项目名称: 面向中文指称概念的知识获取方法研究
项目编号: No.61203284
项目类型: 青年科学基金项目
立项/批准年度: 2013
项目学科: 自动化学科
项目作者: 王石
作者单位: 中国科学院计算技术研究所
项目金额: 25万元
中文摘要: 指称概念内部蕴含着丰富的知识,由于这些知识具有常识性和高压缩性,基于语料库的方法在获取时遇到了困难。本课题在已构建的大规模中文指称概念库和上下位知识库基础上,研究从指称概念内部获取语义关系的新方法,是对大规模知识库建设的有益补充。首先,结合上下位知识库和语料库度量概念间的语义结构相似性,监督学习指定类型的语义关系,并用语义规则进行知识验证。其次,采用软层次聚类方法,非监督学习指称概念内未指定类型的语义关系,并用词汇-句法模式方法自动分析其元性质,辅助人工关系命名并最终建立层次性的语义关系分类体系。最后,借助于中文指称概念的构词规律,利用后缀频率统计特征和语义验证规则,从指称概念中获取后缀型上下位关系,并基于隐喻词汇和语境特征识别和排除隐喻型上下位。在研究上,本课题可为自然语言深层语义分析这一难题提供思路。在应用中,本方法可结合面向语料库的知识获取系统,建设大规模知识库,为智能系统提供资源。
中文关键词: 指称概念语义分析;隐喻发现;知识获取;自然语言理解;
英文摘要: Knowledge contained within nominal concepts, which is great in quantity, is hard to be discovered using traditional corpus-based approaches because of their commonsense and high-compression properties. On the basis of obtained large-scale Chinese nominal concepts and hypernym knowledge base, this research focuses on the problem of mining semantic relations from nominal concepts, and aims at completing existed ontology. Firstly, semantic structure similarities of nominal concepts, which are measured mainly using large-scale hypernym base, are introduced to train classifies to detect given semantic relations from nominal concepts. In order to ensure the accuracy, error-driven automatically learned semantic rules are adopted for knowledge validating. Secondly, soft hierarchical clustering algorithms are used to discover undefined semantic relations.
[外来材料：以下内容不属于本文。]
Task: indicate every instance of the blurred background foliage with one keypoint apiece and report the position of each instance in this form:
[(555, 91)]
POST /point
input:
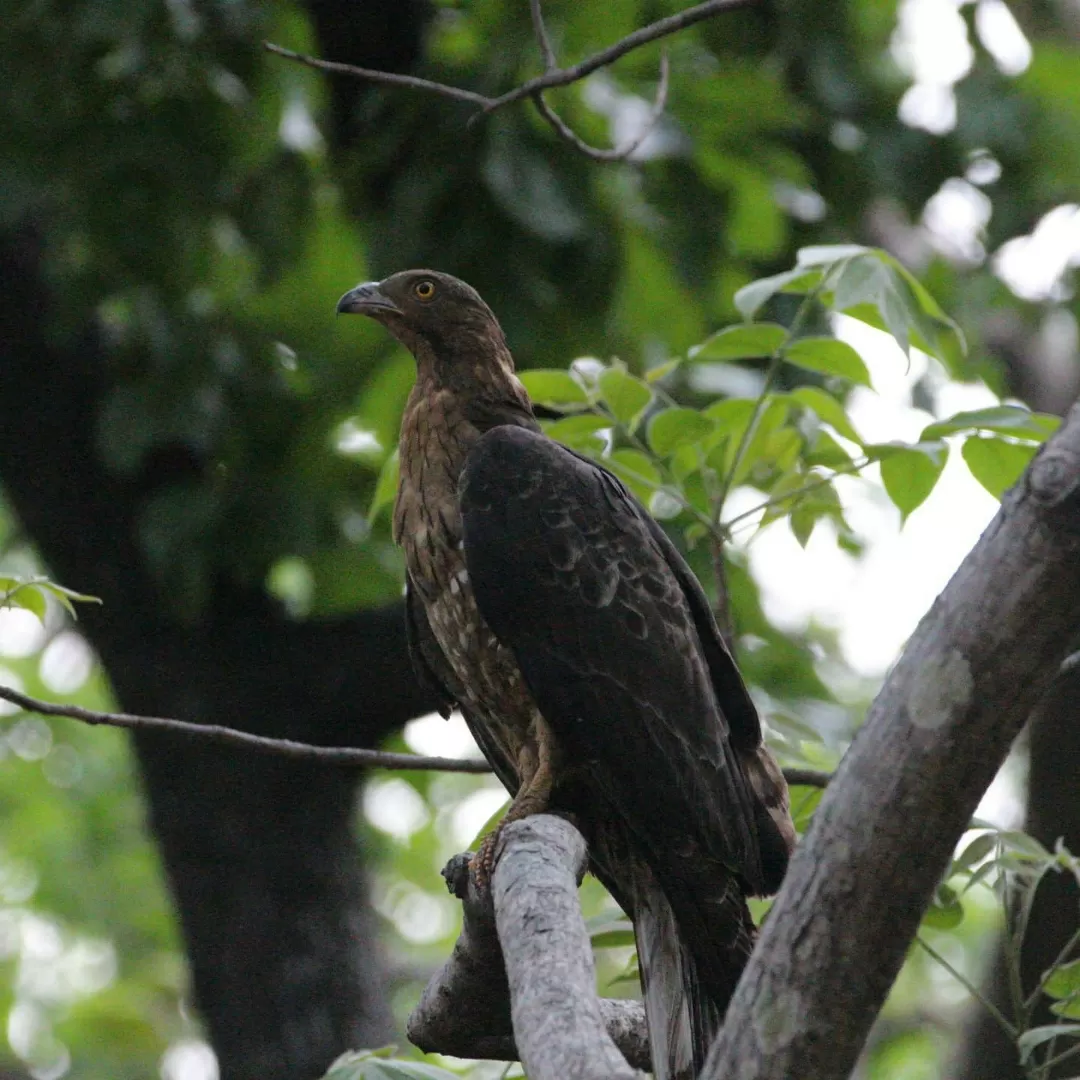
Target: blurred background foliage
[(179, 212)]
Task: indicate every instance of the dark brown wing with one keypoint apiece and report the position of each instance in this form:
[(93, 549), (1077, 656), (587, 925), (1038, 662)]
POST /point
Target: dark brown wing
[(568, 571)]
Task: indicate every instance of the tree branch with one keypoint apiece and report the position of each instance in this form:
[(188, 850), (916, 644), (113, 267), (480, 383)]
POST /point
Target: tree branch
[(552, 77), (888, 822), (620, 152), (662, 28), (231, 737), (289, 747), (547, 1013)]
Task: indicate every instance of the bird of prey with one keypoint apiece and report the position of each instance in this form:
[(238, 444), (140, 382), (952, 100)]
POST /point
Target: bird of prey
[(547, 603)]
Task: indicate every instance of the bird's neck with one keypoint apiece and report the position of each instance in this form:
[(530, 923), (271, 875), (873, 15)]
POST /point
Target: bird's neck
[(450, 406)]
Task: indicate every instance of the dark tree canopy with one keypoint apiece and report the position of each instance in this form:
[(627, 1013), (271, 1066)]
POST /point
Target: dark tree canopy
[(188, 433)]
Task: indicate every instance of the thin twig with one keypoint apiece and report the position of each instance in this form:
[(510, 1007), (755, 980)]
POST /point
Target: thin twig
[(798, 491), (662, 28), (971, 988), (230, 737), (619, 152), (775, 362), (1033, 998), (807, 778), (552, 77), (386, 78), (543, 42), (288, 747)]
Lexico-syntactic patterns are automatically learned for these relations to discover their meta properties, in order to help us to define the relations and finally construct semantic relations categories. Finally, taking advantage of forming rule of Chinese nominal concepts, we use suffix frequency statistics to extract candidate hypernym relations from nominal concepts, and adopt semantic rules to validate them. Unaccepted metaphor nominal concepts are recognized based
英文关键词: nominal concept semantic analysis;metaphor detection;knowledge discovery;natural language processing;